I tore off my bunny bowtie, which I’d also forgotten about. Then I fell back a bit, and stepped into the street to flag down a taxi.

Chapter Thirty

Ronan

I called Maddox from the cab.

I tipped the driver, generously, to follow Sanchuk’s SUV at a discrete distance. The streets of downtown were busy tonight, especially here in the West End, and it was slow moving. Within a matter of blocks, Maddox had caught up to us. And while Sanchuk was stopped at a red light, I got out of the cab, walked back to the van, and got in.

From the higher vantage point in the van, we could hang back a little farther.

Meanwhile, my phone was blowing up with messages as people in the club tried to reach me—including Summer. Apparently, she’d noticed my sudden, dramatic disappearance.

All I texted her back was: Stay with Andre.

Brody messaged, too. Seemed he’d sent a couple of guys after me, but by the time they coordinated their search with the bouncers who’d seen us leave… we were gone.

I could just picture that scene unfolding… Everyone was probably worried.

And Brody was probably pissed.

I would be if I were him, and one of my guys took off like that.

I messaged him back briefly, to let him know where Maddox and I were—more or less—and that I’d update him soon.

He could ream me out later.

Maybe I could’ve used the backup, but I didn’t want it. A confrontation in an alley really wasn’t the way to go. I wanted Sanchuk off the street. I wanted to know where he’d been hiding out.

And most of all, I wanted him alone.

We tailed him all the way across downtown, over the Georgia Viaduct and right past the street where he’d rented that slum apartment. About two minutes later, he pulled off the road into the lot of a shady motel.

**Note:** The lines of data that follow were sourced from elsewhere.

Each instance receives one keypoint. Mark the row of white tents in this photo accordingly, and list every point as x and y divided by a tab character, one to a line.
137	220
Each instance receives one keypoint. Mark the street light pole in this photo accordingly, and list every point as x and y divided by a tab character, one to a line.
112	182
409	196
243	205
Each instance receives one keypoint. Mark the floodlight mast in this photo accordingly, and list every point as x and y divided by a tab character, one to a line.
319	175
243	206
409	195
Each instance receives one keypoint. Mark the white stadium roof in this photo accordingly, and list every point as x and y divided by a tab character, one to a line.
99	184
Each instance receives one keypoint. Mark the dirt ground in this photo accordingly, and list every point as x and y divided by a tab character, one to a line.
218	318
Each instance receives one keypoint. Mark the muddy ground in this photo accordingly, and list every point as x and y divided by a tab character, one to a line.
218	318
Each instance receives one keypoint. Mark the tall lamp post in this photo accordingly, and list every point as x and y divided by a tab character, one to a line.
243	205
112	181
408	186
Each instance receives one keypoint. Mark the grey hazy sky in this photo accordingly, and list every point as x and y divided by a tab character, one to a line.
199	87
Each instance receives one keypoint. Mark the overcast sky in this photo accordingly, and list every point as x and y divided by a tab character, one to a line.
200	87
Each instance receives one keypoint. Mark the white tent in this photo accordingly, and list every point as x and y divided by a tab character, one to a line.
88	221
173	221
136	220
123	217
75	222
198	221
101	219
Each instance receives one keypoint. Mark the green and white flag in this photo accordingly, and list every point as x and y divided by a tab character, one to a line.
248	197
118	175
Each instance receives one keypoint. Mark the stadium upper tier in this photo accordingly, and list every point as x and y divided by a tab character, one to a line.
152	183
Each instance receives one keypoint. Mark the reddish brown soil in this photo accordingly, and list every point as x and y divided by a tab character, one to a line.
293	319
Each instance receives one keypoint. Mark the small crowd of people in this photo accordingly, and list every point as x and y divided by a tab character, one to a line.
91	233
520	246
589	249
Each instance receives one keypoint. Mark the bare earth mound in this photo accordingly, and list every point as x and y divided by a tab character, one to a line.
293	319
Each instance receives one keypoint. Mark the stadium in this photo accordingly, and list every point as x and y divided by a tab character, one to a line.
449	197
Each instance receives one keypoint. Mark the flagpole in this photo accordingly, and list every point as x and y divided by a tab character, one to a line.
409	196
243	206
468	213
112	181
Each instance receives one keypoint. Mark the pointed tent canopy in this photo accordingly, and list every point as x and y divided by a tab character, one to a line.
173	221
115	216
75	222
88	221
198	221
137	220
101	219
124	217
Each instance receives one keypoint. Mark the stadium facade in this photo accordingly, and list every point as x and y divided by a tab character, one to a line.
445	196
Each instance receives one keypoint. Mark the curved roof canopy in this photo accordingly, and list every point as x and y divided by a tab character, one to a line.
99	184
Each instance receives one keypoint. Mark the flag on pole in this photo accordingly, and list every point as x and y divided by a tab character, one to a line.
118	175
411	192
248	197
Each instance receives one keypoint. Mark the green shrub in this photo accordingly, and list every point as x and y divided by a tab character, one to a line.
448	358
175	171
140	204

We pulled up across the street, watching him drive through the small lot and park in front of one of the dismal two-story buildings.

It wasn’t a great neighborhood, but it wasn’t terrible. The surrounding streets were lined with modest family homes, while this one was lined with commercial buildings, a few apartments. It also claimed a few oddly-placed motels, relics from back in the days when this was a terrible neighborhood.

I didn’t exactly drive this route every day, but it was maybe five minutes from the offices of Sentinel Security Group.